If people can marry off toads… (aka - How can you tell if a toad is gay?)

… what’s the big deal with men marrying men and women marrying women?

Just wondering.

Village marries off toads in bid for rains

Mon Jun 6, 9:23 AM ET

Two giants toads were married in a traditional Hindu ceremony in eastern India at the weekend by villagers hoping to propitiate the rain gods and end a dry spell.

Some 400 people cheered and blew conches as women put streaks of vermilion on the female toad’s head while a band played music and priests solemnized the marriage to the chanting of Hindu hymns.

The toads were picked up from separate ponds, dressed in bright red clothes and brought to the marriage venue in a decorated palanquin in Khochakandar village in West Bengal state late Sunday.

The married toads were released into a pond after the ceremony in the village about 365 km (225 miles) north of the state capital, Calcutta.

“Our forefathers used to organize marriages of toads to get sufficient rain for cultivation. We hope rain will be coming very soon,” said Konica Mandal, one of the organizers of the wedding.

The village has been reeling under a severe heat wave with temperatures touching 44 degrees Celsius, drying up ponds and creating problems for farmers and their crops.

The southwest monsoon hit India’s southern coast Sunday, about four days later than normal, but it will be some time before the rains wind their way to the rest of the country.

A heat wave sweeping India, Bangladesh and Nepal has killed nearly 100 people over the past two weeks.

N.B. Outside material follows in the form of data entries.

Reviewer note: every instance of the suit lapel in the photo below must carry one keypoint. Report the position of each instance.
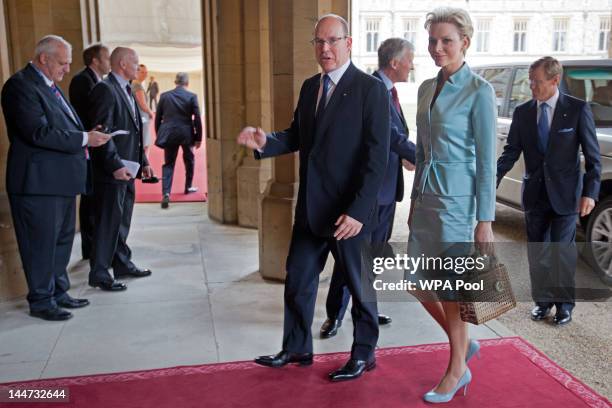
(532, 125)
(556, 123)
(125, 100)
(341, 92)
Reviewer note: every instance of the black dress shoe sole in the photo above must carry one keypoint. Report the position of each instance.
(106, 288)
(73, 305)
(369, 367)
(52, 318)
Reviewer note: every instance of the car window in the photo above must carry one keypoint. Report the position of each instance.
(594, 85)
(498, 78)
(520, 89)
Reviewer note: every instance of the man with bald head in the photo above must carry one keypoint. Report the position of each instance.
(341, 130)
(46, 169)
(113, 107)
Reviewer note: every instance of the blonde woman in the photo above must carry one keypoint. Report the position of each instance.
(453, 197)
(147, 114)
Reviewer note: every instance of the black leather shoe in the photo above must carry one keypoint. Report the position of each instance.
(539, 313)
(131, 273)
(54, 315)
(165, 201)
(330, 328)
(284, 358)
(109, 286)
(351, 370)
(384, 319)
(72, 303)
(562, 317)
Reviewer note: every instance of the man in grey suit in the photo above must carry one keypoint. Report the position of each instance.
(47, 166)
(178, 124)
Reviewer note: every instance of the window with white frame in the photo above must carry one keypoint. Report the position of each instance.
(372, 28)
(604, 33)
(483, 34)
(520, 36)
(410, 29)
(560, 34)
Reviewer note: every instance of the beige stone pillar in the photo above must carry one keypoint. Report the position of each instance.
(22, 23)
(292, 25)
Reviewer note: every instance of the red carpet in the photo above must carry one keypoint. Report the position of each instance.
(151, 193)
(511, 373)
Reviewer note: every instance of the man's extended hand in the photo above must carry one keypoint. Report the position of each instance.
(122, 174)
(407, 165)
(253, 138)
(95, 138)
(586, 206)
(147, 172)
(347, 227)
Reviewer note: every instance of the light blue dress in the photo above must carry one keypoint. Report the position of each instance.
(454, 184)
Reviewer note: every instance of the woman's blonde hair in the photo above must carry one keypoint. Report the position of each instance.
(456, 16)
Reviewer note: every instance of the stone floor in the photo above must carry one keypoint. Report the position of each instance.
(204, 303)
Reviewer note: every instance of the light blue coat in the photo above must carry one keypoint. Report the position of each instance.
(455, 149)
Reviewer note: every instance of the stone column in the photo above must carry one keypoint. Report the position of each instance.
(24, 23)
(292, 25)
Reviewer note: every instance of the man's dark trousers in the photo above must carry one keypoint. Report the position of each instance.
(307, 255)
(338, 295)
(45, 244)
(170, 153)
(114, 207)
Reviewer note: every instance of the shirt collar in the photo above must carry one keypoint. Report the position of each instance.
(43, 76)
(552, 101)
(336, 74)
(388, 83)
(122, 81)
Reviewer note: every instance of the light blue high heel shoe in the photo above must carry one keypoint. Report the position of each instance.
(473, 349)
(436, 398)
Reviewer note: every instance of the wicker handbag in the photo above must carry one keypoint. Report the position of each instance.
(496, 298)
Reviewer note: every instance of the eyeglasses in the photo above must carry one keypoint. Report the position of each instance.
(332, 41)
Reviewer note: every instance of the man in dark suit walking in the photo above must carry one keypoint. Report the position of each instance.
(97, 64)
(341, 130)
(113, 107)
(178, 124)
(46, 169)
(395, 57)
(550, 130)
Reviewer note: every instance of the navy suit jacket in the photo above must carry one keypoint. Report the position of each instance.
(46, 154)
(110, 107)
(400, 148)
(558, 170)
(80, 87)
(343, 155)
(178, 113)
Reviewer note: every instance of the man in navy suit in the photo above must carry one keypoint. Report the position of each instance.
(46, 169)
(395, 57)
(97, 64)
(550, 130)
(341, 130)
(113, 107)
(178, 123)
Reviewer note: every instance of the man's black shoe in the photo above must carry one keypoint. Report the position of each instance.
(539, 313)
(131, 273)
(69, 302)
(109, 286)
(284, 358)
(330, 328)
(165, 201)
(351, 370)
(384, 319)
(562, 317)
(54, 315)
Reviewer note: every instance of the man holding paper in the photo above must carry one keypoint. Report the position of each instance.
(115, 165)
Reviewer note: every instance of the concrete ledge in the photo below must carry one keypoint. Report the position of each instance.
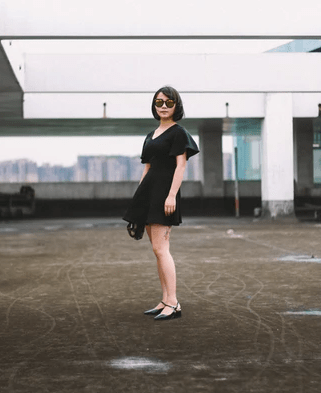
(91, 190)
(278, 209)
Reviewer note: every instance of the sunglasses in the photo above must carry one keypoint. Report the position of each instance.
(169, 103)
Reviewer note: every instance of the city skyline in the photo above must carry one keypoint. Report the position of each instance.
(87, 169)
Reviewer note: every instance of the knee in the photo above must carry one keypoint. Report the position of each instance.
(159, 251)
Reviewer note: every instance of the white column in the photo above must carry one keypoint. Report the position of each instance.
(210, 141)
(277, 156)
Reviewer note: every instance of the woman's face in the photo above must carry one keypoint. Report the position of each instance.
(163, 112)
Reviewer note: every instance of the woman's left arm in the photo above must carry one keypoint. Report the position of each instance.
(170, 202)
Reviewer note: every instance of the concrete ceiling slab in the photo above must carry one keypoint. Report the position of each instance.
(86, 127)
(11, 94)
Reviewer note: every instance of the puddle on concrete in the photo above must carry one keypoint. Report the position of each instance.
(8, 229)
(53, 228)
(140, 363)
(299, 258)
(84, 226)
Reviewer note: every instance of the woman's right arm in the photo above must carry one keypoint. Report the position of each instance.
(146, 169)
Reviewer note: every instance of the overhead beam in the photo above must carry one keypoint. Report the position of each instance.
(138, 105)
(148, 19)
(105, 73)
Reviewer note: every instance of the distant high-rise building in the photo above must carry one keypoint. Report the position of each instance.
(86, 169)
(18, 171)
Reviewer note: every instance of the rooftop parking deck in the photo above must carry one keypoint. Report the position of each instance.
(73, 292)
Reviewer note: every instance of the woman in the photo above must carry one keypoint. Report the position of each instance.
(156, 203)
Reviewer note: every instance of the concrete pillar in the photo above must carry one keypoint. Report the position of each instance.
(277, 157)
(210, 141)
(303, 156)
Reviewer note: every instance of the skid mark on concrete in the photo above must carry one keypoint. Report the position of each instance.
(299, 258)
(140, 363)
(304, 313)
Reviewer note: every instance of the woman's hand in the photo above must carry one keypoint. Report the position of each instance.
(170, 205)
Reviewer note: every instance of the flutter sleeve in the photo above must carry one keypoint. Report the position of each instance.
(182, 142)
(144, 157)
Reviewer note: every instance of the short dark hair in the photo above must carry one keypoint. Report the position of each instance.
(172, 94)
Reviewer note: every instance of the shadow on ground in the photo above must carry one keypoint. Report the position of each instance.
(72, 296)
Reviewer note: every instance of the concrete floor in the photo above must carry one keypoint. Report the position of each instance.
(73, 292)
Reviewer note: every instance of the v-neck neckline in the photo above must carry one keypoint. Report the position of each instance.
(162, 132)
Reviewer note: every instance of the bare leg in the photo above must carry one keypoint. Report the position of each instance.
(160, 273)
(166, 267)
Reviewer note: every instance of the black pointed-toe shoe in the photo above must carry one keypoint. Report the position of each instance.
(154, 311)
(175, 314)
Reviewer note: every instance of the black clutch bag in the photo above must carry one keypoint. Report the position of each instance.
(136, 230)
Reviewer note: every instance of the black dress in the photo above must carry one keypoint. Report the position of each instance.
(147, 205)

13 Responses to “If people can marry off toads… (aka - How can you tell if a toad is gay?)”


  1. 1 meeta

    Those crazy hindu indians. What will they think of next. Oh wait…those are MY people..literally. They’re in Bengal. *ahem* sorry about that.

  2. 2 Gingersmack

    Exactly. Bastids.

  3. 3 stkyrice

    LOL…I often say the same thing when I hear about some crazy shit done by Filipinos…”Fucking Filipinos,” or something to that effect. Usually, I’m with other Filipinos who know exactly what I’m talking about, otherwise I keep my mouth shut.

    *sigh*

  4. 4 shelli

    Haven’t you heard gay marriage is the destruction of family values and American fabric work? It’s mortal sin although no one is able to point out the scriptures. Fear! be afraid very afraid those damn gay people are going to bring down the country so did those people who wanted to marry inter racially. There is nothing to fear about a toad.
    Kiss the toad come on kiss it maybe you’ll live happily ever after as a princess and of course much needed rain.
    Personally I support gay marriage it doesn’t hurt my marriage in any way shape or form.

  5. 5 MCBK

    How ironic is it that I support gay marriage, and as a Reverend, I actually can perform weddings … but in the State of Michigan, they have to be man-woman weddings?

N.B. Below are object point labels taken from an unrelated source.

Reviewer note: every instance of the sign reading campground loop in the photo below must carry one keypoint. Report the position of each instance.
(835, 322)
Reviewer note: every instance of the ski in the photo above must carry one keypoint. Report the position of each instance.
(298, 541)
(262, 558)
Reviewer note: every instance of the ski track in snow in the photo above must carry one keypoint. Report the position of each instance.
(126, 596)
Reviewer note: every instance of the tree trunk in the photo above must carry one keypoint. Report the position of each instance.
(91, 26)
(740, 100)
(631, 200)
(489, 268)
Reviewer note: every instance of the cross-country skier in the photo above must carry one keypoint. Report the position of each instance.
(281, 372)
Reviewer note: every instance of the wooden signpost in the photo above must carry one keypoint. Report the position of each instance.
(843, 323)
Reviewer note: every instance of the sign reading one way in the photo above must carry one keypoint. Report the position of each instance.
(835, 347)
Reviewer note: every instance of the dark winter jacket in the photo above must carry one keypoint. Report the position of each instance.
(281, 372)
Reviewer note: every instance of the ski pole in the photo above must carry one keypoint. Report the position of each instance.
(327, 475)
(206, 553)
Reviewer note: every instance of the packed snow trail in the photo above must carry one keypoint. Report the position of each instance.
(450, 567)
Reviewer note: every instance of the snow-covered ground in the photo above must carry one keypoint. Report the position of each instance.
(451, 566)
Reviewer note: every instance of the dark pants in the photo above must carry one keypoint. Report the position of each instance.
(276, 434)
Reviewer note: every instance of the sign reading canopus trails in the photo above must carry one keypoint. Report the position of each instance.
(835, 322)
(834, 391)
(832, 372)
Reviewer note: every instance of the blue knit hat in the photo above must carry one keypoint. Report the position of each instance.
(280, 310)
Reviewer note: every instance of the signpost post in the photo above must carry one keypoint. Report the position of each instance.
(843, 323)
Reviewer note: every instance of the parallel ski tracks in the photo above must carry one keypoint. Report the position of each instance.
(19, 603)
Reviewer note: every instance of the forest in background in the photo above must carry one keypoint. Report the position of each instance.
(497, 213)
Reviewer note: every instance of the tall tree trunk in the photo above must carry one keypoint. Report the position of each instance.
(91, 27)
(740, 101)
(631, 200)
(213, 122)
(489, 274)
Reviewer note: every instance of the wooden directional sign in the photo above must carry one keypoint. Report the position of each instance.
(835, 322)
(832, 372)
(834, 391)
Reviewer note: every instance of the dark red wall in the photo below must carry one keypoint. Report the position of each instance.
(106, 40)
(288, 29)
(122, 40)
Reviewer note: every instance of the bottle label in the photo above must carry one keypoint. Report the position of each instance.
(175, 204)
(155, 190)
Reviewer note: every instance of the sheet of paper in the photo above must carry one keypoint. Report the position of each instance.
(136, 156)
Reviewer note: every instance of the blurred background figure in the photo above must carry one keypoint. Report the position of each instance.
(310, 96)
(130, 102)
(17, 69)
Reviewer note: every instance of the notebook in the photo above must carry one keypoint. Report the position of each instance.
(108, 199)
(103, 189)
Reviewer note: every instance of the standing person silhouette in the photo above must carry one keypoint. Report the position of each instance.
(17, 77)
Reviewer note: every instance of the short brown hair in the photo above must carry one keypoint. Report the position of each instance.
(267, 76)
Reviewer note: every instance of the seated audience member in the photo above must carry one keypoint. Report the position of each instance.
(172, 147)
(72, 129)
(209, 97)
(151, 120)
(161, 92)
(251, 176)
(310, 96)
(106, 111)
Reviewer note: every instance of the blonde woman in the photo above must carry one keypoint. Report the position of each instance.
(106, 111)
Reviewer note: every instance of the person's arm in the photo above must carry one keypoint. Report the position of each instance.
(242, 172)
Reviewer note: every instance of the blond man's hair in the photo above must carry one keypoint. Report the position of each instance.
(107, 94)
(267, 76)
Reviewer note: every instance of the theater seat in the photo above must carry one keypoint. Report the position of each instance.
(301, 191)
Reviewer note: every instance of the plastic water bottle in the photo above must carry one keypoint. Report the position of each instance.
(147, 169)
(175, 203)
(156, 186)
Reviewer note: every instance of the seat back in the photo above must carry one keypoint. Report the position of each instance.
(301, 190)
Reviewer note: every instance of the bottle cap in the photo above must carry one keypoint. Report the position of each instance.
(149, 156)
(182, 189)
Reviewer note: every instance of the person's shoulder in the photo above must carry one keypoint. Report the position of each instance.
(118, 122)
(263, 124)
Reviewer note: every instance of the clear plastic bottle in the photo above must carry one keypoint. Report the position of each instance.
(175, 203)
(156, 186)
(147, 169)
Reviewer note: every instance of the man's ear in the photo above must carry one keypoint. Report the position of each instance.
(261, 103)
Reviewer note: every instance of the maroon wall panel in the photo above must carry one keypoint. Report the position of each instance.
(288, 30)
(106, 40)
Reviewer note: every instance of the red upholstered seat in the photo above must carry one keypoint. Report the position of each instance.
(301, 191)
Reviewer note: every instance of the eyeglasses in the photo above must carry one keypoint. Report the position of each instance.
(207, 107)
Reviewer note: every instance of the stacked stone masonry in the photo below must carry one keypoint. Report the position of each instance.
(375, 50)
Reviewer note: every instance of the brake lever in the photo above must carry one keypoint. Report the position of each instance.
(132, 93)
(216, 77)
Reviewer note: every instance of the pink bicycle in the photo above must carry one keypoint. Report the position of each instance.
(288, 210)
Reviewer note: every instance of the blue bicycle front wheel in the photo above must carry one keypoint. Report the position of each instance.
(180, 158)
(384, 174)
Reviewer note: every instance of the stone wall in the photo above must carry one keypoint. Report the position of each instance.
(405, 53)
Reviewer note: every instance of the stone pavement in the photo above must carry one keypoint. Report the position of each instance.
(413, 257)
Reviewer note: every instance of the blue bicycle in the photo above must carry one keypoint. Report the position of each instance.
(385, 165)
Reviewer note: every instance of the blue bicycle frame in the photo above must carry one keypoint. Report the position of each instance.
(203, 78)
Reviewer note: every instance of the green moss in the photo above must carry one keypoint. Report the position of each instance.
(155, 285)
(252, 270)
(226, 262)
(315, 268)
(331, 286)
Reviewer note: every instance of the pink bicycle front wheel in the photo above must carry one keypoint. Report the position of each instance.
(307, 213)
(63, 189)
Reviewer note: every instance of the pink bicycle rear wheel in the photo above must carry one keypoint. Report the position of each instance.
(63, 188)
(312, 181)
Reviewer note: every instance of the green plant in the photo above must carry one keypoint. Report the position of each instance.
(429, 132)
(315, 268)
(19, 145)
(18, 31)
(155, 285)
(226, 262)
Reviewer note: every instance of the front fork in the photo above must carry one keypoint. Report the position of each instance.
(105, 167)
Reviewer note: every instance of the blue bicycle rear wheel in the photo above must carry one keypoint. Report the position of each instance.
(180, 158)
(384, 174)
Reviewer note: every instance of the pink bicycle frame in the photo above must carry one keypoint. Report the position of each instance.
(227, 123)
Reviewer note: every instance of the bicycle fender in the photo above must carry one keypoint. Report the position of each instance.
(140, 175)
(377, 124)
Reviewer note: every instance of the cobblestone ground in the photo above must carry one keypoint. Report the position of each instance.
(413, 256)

    Meeta says, “Those crazy Indians, what will they think of next?”

    Well, I say, “Those crazy rednecks in Michigan and their stupid-ass Republican ideals … what will THEY think of next??”

  6. 6 Wayne

    I bet they’d freak out if toad was gay.

  7. 7 :: jozjozjoz ::

    How can you tell if a toad is gay?

  8. 8 Happy

    It’s okay because it was a male toad marrying a female toad… just as G-d intended. It was like the 14th commandment, right? One of those 5 that made Moses think, “Nah, that can’t be right. I must’ve chiseled it wrong.”

  9. 9 shelli

    The toad holds its cigerette a little differently duh j.k.
    I guess it would be the same as the story of zoo penguins just preferring the same sex. Oh just google it, I am not kidding.

  10. 10 muckdog

    How can you tell if a toad is gay?

    Maybe its warts are accessorized.

  11. 11 keith

    I thought it was obvious, what with his perfectly starched 100% cotton pink button-down pinpoint oxford shirt, finely hemmed and pressed linen trousers, and excellent manicure.

    Oh, wait a minute. That was me, twenty years ago.

  12. 12 Deltus

    Them toads is good eatin’, gay or not.